Chiefs fans are familiar with Fortson and Dieter. Unless the practice-squad rules are the same as 2020, it’s hard to see Dieter sticking around; Fortson’s physical traits make him a slightly more likely candidate to survive cuts. Ffrench probably has the best chance of this group to make the 53-man roster.

My opinion: Keep at least Williams and Ffrench until training camp to see what they can do.

Who they could sign

General manager Brett Veach has implied that the Chiefs wouldn’t be competing for the top-tier wide receiver free agents — and I agree that they shouldn’t. They should tender ERFA Byron Pringle. They could also re-sign Demarcus Robinson or Sammy Watkins, but I’d prefer going a different direction.

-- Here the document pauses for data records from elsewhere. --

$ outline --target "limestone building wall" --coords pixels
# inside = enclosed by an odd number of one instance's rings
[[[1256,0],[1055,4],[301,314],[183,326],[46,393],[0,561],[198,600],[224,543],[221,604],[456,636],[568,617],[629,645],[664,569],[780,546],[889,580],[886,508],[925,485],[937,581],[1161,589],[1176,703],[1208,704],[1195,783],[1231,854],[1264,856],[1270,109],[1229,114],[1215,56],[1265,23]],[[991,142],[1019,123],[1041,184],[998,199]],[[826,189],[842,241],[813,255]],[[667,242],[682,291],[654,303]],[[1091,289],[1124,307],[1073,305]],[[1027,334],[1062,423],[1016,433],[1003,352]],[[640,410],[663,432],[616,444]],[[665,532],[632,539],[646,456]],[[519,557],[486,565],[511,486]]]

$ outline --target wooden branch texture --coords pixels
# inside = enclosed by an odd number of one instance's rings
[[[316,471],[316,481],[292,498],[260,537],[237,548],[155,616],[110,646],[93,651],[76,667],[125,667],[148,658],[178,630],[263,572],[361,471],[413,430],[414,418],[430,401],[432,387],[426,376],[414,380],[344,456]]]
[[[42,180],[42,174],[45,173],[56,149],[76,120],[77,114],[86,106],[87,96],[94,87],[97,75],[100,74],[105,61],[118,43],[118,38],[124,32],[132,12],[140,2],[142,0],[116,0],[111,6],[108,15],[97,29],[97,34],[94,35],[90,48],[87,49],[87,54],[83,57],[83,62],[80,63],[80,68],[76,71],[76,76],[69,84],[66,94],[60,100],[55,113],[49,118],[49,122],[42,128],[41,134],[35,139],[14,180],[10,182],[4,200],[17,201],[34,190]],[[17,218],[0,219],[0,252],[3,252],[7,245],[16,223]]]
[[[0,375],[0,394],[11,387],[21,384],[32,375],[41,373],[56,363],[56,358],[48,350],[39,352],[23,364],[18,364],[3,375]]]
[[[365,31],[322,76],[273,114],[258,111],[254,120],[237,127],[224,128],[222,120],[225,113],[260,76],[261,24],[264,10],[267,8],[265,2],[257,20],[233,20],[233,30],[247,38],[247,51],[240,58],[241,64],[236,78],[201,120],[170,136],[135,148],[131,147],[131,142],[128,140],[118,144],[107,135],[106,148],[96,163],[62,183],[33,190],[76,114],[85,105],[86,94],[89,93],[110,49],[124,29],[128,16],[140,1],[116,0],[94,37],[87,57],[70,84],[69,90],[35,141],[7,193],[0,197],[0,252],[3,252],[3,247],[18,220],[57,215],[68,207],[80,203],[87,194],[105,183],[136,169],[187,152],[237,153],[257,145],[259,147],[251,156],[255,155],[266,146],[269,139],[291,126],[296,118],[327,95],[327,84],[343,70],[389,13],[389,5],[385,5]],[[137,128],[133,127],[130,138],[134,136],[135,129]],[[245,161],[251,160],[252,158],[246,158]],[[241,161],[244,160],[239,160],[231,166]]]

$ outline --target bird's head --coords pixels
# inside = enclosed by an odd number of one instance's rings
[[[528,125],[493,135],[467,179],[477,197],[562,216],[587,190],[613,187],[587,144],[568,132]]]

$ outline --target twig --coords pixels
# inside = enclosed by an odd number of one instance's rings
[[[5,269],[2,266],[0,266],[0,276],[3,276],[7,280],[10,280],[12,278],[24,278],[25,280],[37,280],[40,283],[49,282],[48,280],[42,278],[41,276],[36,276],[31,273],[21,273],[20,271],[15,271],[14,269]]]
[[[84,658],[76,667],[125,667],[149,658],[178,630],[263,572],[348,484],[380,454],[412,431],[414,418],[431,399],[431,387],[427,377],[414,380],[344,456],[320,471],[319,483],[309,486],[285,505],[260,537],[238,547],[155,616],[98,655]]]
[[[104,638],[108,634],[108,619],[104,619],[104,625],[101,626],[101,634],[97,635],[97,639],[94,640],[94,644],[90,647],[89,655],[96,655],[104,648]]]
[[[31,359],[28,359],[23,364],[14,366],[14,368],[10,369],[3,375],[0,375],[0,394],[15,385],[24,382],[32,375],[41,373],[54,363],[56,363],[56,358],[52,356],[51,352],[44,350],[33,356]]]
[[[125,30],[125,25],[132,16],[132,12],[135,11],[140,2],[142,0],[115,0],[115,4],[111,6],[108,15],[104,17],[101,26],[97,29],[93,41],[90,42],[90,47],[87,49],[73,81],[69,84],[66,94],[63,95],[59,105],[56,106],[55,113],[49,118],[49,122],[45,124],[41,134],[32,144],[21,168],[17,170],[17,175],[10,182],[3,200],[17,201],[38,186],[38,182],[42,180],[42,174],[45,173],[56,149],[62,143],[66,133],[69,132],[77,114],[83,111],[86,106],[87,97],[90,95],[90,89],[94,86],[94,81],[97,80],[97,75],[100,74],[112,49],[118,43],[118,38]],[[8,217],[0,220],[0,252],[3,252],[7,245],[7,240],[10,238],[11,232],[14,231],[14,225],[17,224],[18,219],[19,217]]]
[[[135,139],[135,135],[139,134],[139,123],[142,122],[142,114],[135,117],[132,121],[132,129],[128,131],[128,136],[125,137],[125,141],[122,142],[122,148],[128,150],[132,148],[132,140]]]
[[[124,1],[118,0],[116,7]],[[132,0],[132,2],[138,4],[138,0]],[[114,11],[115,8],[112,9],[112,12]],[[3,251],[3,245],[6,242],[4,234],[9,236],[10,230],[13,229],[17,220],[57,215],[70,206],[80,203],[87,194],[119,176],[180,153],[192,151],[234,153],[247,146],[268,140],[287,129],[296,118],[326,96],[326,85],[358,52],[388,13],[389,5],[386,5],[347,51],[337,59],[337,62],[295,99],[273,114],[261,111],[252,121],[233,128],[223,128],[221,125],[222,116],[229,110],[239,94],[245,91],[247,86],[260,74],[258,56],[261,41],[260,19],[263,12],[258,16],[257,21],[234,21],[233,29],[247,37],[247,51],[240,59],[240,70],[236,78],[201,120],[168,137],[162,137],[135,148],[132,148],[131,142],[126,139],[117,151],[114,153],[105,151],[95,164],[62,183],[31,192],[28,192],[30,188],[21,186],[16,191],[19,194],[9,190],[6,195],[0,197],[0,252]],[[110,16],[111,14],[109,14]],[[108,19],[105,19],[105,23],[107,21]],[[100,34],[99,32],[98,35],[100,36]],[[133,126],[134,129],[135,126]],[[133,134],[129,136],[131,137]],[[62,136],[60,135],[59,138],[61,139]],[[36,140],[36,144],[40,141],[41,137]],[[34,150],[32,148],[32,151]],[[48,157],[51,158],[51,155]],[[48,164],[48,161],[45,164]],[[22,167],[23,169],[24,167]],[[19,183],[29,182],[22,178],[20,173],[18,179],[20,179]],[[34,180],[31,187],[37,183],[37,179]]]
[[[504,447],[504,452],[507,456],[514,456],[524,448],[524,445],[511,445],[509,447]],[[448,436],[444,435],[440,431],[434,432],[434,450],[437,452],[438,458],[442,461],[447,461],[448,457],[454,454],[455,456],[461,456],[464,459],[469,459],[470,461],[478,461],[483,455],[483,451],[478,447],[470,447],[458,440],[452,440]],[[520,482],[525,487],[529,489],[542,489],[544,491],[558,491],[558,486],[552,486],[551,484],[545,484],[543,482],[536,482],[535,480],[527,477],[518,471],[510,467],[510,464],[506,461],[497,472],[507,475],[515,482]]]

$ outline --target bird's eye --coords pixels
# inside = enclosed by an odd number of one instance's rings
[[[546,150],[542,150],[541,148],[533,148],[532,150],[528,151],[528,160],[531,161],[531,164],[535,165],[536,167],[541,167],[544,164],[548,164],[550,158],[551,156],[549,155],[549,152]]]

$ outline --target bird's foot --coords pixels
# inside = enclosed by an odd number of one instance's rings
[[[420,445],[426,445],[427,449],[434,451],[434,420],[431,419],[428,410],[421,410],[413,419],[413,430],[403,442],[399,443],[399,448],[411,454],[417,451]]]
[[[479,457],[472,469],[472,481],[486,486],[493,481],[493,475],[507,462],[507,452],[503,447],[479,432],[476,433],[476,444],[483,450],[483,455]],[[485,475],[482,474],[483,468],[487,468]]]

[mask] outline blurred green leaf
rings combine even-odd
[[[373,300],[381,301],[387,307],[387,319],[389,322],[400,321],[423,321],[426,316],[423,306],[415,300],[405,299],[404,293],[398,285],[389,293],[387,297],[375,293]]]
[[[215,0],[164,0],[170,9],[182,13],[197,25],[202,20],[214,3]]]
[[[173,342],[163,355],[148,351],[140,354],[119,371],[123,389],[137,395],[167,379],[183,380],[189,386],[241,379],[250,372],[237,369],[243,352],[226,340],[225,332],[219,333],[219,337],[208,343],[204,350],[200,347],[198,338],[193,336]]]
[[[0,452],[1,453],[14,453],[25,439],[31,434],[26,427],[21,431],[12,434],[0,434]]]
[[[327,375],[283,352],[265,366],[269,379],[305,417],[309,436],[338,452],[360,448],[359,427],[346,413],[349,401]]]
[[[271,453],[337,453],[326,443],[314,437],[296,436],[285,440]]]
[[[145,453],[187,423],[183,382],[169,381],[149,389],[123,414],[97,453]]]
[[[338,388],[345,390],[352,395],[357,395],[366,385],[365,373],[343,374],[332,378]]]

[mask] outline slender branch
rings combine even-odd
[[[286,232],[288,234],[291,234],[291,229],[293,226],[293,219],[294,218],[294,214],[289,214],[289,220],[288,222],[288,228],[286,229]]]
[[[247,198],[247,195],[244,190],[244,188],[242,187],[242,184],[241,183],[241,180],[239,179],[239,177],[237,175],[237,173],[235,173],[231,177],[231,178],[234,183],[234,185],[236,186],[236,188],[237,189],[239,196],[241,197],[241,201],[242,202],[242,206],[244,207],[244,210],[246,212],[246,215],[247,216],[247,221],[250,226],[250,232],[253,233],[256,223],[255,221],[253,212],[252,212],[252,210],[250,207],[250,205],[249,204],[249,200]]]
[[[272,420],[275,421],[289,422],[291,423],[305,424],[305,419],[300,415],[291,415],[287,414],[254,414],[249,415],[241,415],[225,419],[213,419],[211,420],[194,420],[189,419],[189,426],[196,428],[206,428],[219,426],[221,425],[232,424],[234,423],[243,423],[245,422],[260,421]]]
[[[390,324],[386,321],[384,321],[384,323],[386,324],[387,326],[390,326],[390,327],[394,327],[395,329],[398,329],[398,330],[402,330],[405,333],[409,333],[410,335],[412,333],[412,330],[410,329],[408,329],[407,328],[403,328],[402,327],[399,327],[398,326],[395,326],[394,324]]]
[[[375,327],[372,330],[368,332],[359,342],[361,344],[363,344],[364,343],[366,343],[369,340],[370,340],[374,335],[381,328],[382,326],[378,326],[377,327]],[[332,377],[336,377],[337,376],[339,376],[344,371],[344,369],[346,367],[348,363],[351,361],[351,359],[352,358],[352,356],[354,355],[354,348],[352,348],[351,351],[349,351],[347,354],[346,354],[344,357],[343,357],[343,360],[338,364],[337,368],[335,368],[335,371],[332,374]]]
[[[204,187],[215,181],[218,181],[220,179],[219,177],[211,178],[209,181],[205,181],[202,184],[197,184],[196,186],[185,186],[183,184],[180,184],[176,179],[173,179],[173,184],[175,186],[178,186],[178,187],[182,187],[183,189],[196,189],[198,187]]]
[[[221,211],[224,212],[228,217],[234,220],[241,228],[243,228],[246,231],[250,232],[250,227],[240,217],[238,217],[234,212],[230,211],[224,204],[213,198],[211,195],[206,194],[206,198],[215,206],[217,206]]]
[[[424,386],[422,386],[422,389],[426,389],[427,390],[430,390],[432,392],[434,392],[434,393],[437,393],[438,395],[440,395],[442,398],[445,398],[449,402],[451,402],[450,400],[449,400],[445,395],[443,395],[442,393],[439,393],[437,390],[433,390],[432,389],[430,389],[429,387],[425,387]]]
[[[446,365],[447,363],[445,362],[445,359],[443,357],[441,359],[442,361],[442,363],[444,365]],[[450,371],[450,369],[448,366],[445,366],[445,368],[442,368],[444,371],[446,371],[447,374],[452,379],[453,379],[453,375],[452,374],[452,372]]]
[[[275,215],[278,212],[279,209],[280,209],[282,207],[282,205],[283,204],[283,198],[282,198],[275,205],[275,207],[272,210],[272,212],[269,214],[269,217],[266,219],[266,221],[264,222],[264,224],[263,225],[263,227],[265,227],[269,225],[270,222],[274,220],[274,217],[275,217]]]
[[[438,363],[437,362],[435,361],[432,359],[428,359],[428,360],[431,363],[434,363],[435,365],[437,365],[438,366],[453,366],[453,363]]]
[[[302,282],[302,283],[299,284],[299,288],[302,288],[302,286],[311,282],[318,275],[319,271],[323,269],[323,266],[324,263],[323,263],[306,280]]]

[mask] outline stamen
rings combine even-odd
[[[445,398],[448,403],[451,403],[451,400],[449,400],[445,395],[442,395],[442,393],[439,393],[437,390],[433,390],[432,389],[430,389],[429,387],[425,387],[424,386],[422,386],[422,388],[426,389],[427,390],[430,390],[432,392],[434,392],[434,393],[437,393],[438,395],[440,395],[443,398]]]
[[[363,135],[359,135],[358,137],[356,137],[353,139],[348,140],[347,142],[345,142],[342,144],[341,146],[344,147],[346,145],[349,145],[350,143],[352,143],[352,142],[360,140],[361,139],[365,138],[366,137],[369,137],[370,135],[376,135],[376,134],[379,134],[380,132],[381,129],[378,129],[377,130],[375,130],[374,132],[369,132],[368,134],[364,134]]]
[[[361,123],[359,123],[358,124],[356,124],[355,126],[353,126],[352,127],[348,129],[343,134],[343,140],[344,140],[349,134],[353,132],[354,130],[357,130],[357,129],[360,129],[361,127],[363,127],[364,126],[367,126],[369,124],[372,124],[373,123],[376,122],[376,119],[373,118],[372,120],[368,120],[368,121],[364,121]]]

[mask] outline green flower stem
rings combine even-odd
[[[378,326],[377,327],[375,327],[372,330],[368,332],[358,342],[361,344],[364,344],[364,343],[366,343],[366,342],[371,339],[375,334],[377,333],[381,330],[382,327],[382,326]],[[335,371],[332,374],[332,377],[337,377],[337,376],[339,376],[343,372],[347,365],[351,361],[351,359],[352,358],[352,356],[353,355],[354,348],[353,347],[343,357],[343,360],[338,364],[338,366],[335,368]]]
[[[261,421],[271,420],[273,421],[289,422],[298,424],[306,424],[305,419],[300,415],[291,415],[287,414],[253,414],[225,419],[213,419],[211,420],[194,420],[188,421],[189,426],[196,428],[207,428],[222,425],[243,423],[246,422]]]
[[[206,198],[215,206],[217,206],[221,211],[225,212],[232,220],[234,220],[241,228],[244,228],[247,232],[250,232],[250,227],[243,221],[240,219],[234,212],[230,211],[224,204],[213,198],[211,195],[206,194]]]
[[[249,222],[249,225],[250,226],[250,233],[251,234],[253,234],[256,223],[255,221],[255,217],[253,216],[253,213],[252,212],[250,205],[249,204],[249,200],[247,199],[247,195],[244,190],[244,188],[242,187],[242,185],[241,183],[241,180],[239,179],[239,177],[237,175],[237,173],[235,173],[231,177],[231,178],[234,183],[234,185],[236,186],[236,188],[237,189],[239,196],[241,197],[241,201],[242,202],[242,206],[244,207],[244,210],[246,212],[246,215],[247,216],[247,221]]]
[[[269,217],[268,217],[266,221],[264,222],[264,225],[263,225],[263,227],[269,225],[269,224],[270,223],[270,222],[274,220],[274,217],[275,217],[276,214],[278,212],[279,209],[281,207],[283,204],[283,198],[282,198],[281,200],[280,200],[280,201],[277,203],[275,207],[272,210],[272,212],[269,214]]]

Lower-priced free agent possibilities include Josh Reynolds of the Los Angeles Rams, Keelan Cole of the Jacksonville Jaguars, Kendrick Bourne of the San Francisco 49ers or Cleveland Browns’ Rashard Higgins.

Who they could draft

A first-round wide receiver is absolutely an option — although if a worthwhile offensive lineman or defensive end is available, it shouldn’t be. If they draft a receiver at 31, names to remember include Minnesota’s Rashod Bateman, Florida’s Kadarius Toney, LSU’s Terrace Marshall Jr. or Purdue’s Rondale Moore.

If they choose to draft a receiver in later rounds, some prospects that fit what the Chiefs are looking for are USC’s Amon-Ra St. Brown, Michigan’s Nico Collins, North Carolina’s Dyami Brown, Oklahoma State’s Tylan Wallace or Auburn’s Seth Williams.